Indian Crypto Adoption Figures Exaggerated Says RBI Governor

Despite the legal sentiment from the government, India’s crypto enthusiasts remain undeterred. However, the government is also sharing scepticism over how large crypto really is in the country.

Numbers Have Been Inflated

Early in November, Shaktikanta Das, the Governor of the Reserve Bank of India (RBI) expressed concerns over the excessive inflation of numbers related to crypto adoption in India. Speaking in an interview with Business Standard’s BFSI Insights Summit, the policymaker explained that numbers related to crypto adoption in India appear to be exaggerated, essentially casting a doubt on how big crypto truly is in the country.

Das pointed out that since cryptocurrencies are unregulated in India, it is impossible for the RBI to get an accurate estimate of people who use crypto in the country. However, even if the numbers being reported are true, he explained that about 70 percent of market participants have invested between INR 1,000 and INR 3,000 ($13 and $40) in crypto. So, their volumes aren’t particularly high.

Das was responding to reports that India currently has the highest levels of crypto adoption in the world. Back in October, the BrokerChoose annual crypto proliferation index reportedly shared that about 100 million Indians already use cryptocurrencies. That will be about 7.3 percent of the entire country’s population, putting India in fifth place behind Ukraine, Russia, Kenya, and the United States.

Regardless, Das doesn’t believe that crypto is that big. The policymaker has expressed concern over the number of people moving into an unregulated space, although it is becoming more obvious that the Indian government is looking into ways to regulate the industry going forward.

Crypto Regulations Incoming

Early in December, local news source NDTV reported that it had gotten the details of a cabinet note that was making rounds in the government concerning a proposed crypto bill. Sunil Prabhu, a reporter for the news outlet, explained that the note contained suggestions for the government to regulate digital assets as opposed to an outright ban.

Under the new regime, cryptocurrencies would be overseen by the Securities and Exchange Board of India (SEBI) – as opposed to the Reserve Bank. Prabhu also pointed out that investors will be given a specific time frame to publicize their crypto holdings with the government and transfer their assets to exchanges and brokers that are regulated by the SEBI. This way, the government will be able to enforce stronger reporting guidelines and prevent the use of cryptocurrencies in money laundering and other crimes.
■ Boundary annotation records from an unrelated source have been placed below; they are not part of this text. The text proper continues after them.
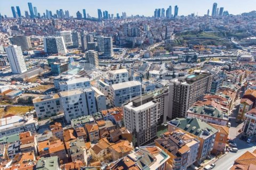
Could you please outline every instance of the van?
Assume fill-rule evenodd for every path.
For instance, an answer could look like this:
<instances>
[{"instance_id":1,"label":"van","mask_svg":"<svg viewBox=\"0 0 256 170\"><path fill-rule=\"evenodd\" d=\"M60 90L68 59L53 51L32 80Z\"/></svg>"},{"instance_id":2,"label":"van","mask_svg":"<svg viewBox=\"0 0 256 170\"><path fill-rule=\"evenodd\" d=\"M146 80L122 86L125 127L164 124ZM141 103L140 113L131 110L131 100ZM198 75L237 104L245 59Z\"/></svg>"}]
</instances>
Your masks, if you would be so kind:
<instances>
[{"instance_id":1,"label":"van","mask_svg":"<svg viewBox=\"0 0 256 170\"><path fill-rule=\"evenodd\" d=\"M230 123L230 122L228 122L228 127L230 128L230 126L231 126L231 123Z\"/></svg>"},{"instance_id":2,"label":"van","mask_svg":"<svg viewBox=\"0 0 256 170\"><path fill-rule=\"evenodd\" d=\"M212 167L210 165L206 165L205 166L205 167L204 168L204 170L210 170L212 168Z\"/></svg>"},{"instance_id":3,"label":"van","mask_svg":"<svg viewBox=\"0 0 256 170\"><path fill-rule=\"evenodd\" d=\"M232 148L230 149L230 151L231 152L237 152L238 151L238 149L236 148Z\"/></svg>"}]
</instances>

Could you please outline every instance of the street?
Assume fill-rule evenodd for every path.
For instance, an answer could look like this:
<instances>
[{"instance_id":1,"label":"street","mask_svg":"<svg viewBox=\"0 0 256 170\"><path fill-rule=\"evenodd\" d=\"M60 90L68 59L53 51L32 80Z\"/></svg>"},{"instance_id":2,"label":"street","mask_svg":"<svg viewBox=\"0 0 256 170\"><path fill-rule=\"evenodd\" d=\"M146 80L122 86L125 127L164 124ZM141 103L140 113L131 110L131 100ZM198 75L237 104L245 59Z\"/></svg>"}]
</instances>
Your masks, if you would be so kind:
<instances>
[{"instance_id":1,"label":"street","mask_svg":"<svg viewBox=\"0 0 256 170\"><path fill-rule=\"evenodd\" d=\"M243 123L238 124L236 122L236 117L238 112L240 100L238 99L236 101L238 103L238 105L234 106L236 109L230 116L231 117L231 127L229 128L229 138L237 144L237 148L238 149L238 151L236 153L228 152L226 155L225 155L219 159L217 159L215 162L211 162L211 164L214 163L216 165L213 169L228 170L233 166L234 160L242 155L247 151L252 152L256 149L256 143L254 141L248 143L246 141L239 139L241 133L238 132L238 130L242 128Z\"/></svg>"}]
</instances>

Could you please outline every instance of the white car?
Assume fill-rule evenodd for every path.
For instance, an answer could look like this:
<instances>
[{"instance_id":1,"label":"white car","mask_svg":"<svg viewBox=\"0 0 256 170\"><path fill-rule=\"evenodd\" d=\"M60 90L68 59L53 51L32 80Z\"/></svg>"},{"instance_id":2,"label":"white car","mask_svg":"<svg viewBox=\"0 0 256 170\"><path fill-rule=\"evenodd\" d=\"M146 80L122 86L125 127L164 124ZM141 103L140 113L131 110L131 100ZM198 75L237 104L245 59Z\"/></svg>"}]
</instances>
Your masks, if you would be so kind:
<instances>
[{"instance_id":1,"label":"white car","mask_svg":"<svg viewBox=\"0 0 256 170\"><path fill-rule=\"evenodd\" d=\"M229 145L233 147L236 147L237 144L236 143L229 143Z\"/></svg>"}]
</instances>

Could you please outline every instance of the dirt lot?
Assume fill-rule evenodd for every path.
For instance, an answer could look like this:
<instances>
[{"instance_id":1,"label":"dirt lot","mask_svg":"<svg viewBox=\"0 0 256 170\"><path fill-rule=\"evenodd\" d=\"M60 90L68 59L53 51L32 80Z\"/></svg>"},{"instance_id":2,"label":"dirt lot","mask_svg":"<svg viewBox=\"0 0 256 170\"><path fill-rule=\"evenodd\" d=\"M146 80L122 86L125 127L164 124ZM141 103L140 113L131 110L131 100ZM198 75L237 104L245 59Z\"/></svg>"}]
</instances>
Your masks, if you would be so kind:
<instances>
[{"instance_id":1,"label":"dirt lot","mask_svg":"<svg viewBox=\"0 0 256 170\"><path fill-rule=\"evenodd\" d=\"M44 91L49 89L52 88L54 87L54 86L52 85L41 85L36 87L30 88L29 90L38 90L40 91Z\"/></svg>"},{"instance_id":2,"label":"dirt lot","mask_svg":"<svg viewBox=\"0 0 256 170\"><path fill-rule=\"evenodd\" d=\"M0 117L3 117L6 115L12 114L17 115L22 115L30 109L33 109L33 106L10 106L6 112L3 108L0 108Z\"/></svg>"}]
</instances>

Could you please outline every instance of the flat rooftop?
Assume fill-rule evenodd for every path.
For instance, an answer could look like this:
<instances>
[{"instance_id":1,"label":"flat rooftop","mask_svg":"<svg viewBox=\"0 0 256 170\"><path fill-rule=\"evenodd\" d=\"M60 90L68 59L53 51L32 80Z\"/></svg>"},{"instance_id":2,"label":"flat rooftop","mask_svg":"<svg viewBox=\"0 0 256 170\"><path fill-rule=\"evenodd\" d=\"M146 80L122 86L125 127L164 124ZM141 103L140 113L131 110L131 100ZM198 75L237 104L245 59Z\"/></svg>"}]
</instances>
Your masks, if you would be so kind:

Prabhu also explained that the government will be making some monetary policy changes while focusing on the crypto sector. Digital assets will still not be recognized as legal tender or currencies, with Prabhu explaining:

“Cryptocurrency as a legal tender will not be accepted. That is a clear no. I think that that is what even the prime minister in his deliberations at that meeting made absolutely clear to ensure that does not take place.”

India’s proposed crypto bill has been making the rounds for a while now. In November, Lok Sabha, the country’s lower house of parliament, shared the Cryptocurrency and Regulation of Official Digital Currency Bill – one of the 26 new pieces of legislation that it plans to address as its winter session. The document proposed a ban on all private cryptocurrencies in the country, with the sole exception of assets that “promote the underlying technology of cryptocurrency and its uses.”

Interestingly, the bill also promotes the creation of a central bank digital currency (CBDC) by the Indian government.

That bill has already appeared on the Indian parliamentary agenda since the start of the year. Despite this it has still not yielded any votes. It is one of the many solutions proposed to address the crypto regulatory issue, with the Indian government looking to put this problem to bed once and for all.

Once the bill came out, the market’s reaction was swift. It became obvious that the Indian government is looking to toe the same line as China, which has banned the use of all private cryptocurrencies as it works round the clock to launch its CBDC – the digital yuan. China’s news did little to move the markets, particularly since the Chinese government has been anti-crypto for years. But, to lose India as well could be devastating for the crypto economy.

Crypto Still Thrives in India

Regardless of the fears, crypto is still booming in India for now. Coinstore, a crypto exchange based in Singapore, recently announced the launch of a $20 million fund to establish three new offices in India – in Bangalore, New Delhi, and Mumbai. Besides that, the exchange is also launching its mobile and web platforms in India, offering spot and futures trading as well as a new crypto investment opportunity for Indians.

In August, at the height of uncertainty over crypto’s future in India, CoinDCX – one of the country’s largest exchanges – also raised $90 million in its Series C funding round. The successful capital raise meant that CoinDCX is now the first crypto firm in India to achieve unicorn status with a nominal valuation of $1.1 billion. If India does decide to regulate and not ban crypto, the progress made by these countries can continue in earnest.